The Web, of course, is irresistible territory to a latter-day Cecil Rhodes, and the Scramble for Cyberia is the modern analogue of the nineteenth-century Scramble for Africa. There's a cyberland called Absurdistan, which is satirical, and another called the Lunar Republic, which sells real estate on the moon. In 1995 the rogue bishop Jacques Gaillot was stripped of his French diocese, in Evreux, and exiled by the Vatican to the diocese of Partenia, in Algeria. Partenia no longer exists as an inhabited place (it's a ruin in the sands), but the Vatican keeps hundreds of defunct ancient dioceses on the books, mostly as way stations for bishops awaiting the call to living communities but also as repositories for the odd problem case.
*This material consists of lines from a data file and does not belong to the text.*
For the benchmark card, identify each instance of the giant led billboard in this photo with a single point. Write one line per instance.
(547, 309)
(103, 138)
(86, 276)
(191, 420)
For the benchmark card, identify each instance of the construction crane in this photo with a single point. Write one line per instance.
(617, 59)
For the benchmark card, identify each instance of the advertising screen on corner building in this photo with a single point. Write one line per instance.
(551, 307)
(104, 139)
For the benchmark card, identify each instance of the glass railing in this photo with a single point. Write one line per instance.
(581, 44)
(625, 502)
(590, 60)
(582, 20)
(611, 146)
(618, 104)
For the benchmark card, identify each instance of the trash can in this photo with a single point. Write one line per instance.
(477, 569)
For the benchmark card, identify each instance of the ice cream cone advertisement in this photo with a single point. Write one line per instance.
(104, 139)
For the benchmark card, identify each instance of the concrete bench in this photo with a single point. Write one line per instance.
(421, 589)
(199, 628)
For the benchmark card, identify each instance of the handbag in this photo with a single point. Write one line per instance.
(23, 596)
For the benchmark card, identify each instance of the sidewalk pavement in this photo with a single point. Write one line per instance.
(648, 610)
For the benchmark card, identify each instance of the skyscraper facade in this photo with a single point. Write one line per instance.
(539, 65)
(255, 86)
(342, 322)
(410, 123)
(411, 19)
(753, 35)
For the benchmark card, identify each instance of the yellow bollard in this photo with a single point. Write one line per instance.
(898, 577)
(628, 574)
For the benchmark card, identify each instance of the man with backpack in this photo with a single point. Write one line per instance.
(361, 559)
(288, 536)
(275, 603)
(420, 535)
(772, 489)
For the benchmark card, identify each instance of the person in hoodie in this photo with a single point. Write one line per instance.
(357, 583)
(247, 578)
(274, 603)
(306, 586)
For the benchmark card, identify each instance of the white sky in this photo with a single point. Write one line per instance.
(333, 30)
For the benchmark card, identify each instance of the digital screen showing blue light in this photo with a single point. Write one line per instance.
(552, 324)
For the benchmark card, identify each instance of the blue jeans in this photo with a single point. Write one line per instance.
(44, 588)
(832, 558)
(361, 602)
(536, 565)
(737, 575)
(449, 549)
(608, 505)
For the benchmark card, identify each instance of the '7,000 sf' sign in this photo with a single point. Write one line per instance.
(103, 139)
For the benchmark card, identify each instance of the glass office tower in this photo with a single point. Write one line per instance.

The entrepreneurial Bishop Gaillot, though, turned Partenia into a bully pulpit: he created a cyberdiocese, with a chat room, an electronic catechism, and an archive of sermons. His is now a voice crying from the wilderness, at www.partenia.org.
Conjuring a micro-nation or a cyber-realm or a fictional domain has obvious appeal, but it pales beside holding sway over the real thing. The psychic satisfaction derived from status as the crown prince of New Utopia may be considerable, but who would not trade up for even the modest earthly powers wielded by the commoner Turkmenbashi?
Turkmenbashi has endured sniping for kitschy excess. But, if anything, he can be faulted for exercising restraint. He has so far contented himself with cosmetic alterations and a cult of personality, while amassing a fortune in natural-gas revenues. Absent is the social engineering that would have tempted a truly visionary leader. The world's many presidents-without-portfolio, like myself, can only shake our heads in sadness at the missed opportunities.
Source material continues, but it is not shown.